Renovação e caminho para residência permanente
Ambos seguem o mesmo padrão:
- Título inicial: 2 anos
- Primeira renovação: +3 anos
- Após 5 anos contínuos: elegível para residência permanente + cidadania portuguesa (sujeito a A2 de português + idoneidade)
Mas a AIMA observa cumprimento dos requisitos em cada renovação:
- D7 → deves manter o rendimento passivo ou actividade
- D8 → deves manter o rendimento de 4× SMN
Quem entrou em D8 com rendimento limítrofe e perdeu o emprego pouco depois corre o risco de renovação negada. D7 tende a ser mais robusto porque rendimentos passivos não desaparecem por demissão.
Casos típicos — qual escolher
"Sou developer remoto, salário €5.000/mês" → D8 directo.

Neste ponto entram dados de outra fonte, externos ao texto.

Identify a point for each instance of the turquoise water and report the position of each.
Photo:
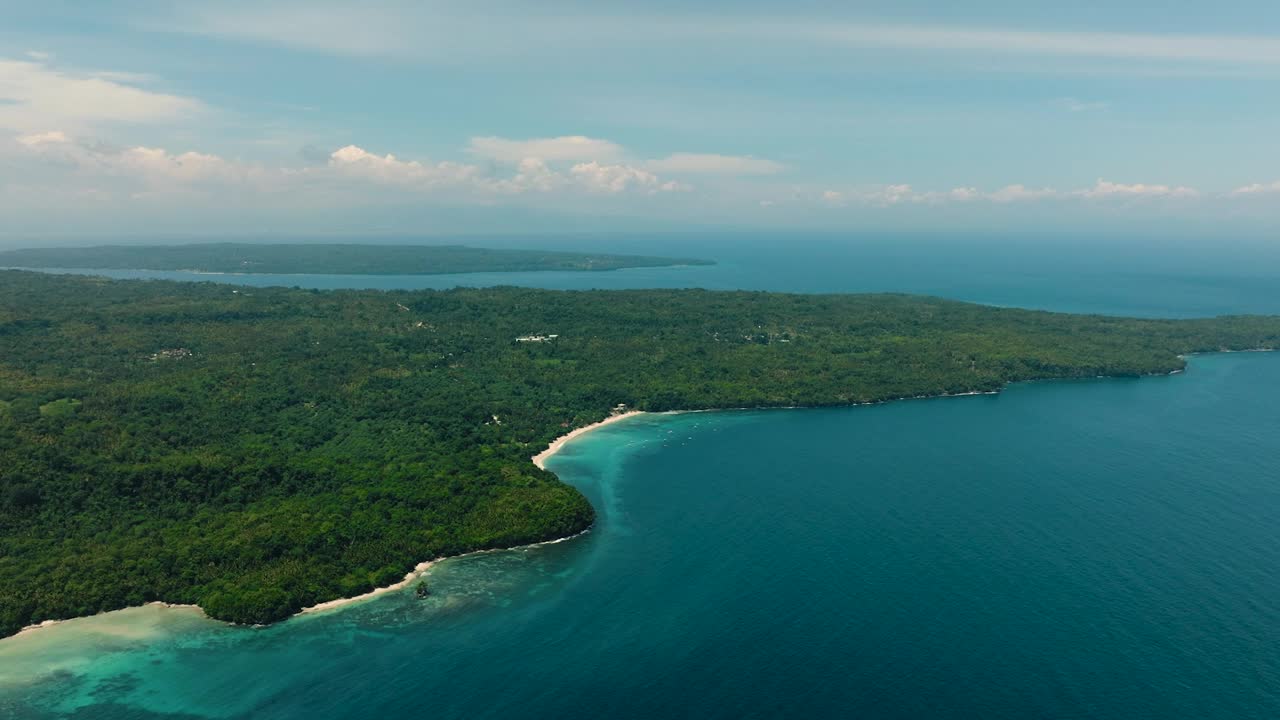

Rendimento atravessa o mínimo, contracto serve como prova.
"Tenho casas alugadas a render €2.000/mês + trabalho freelance ~€1.500/mês" → D7. Soma dá conforto, e a parte passiva é estável.
"Sou consultor a clientes brasileiros, factura varia €2-6k/mês" → Caso ambíguo. Se conseguires mostrar 12 meses de histórico estável, D7 com rendimento próprio. Se não, junta poupanças para fazer o requisito mínimo + escolhe D7 e regulariza no segundo ano.
"Pensão de €1.200/mês + €500 dividendos" → D7 puro. Era o caso clássico para que o D7 foi desenhado.
"Acabei de receber proposta de €4.000/mês remoto" → D8 funciona, mas com pouca margem. Se o contrato é renovável anualmente, considera D7 com rendimento próprio se conseguires guardar 12 meses primeiro.
Erros comuns
- Pedir D8 sem ter rendimento sustentado durante 3+ meses — consulados rejeitam por insuficiência
- Usar contrato de trabalho dependente para D7 — não é o regime para isso, melhor D8 (ou D2 se for relocate por empresa)
- Esquecer o IFICI / NHR — antes de abrir actividade ou começar a facturar em PT, validar se o regime fiscal especial se aplica
- Marcar agendamento AIMA antes de ter visto carimbado — não funciona; precisas estar dentro do prazo de validade do visto
O que fazer a seguir
Antes de tudo: NIF. Sem NIF não há pedido de visto, não há aluguer formal, não há conta bancária estável. Vê o guia oficial do serviço ou o percurso remoto.
Depois do visto aprovado e da chegada: NISS em 30 dias, depois abre actividade se vais facturar. Ver guia de actividade. E depois conta com a marcação AIMA — vê o nosso guia honesto sobre marcações.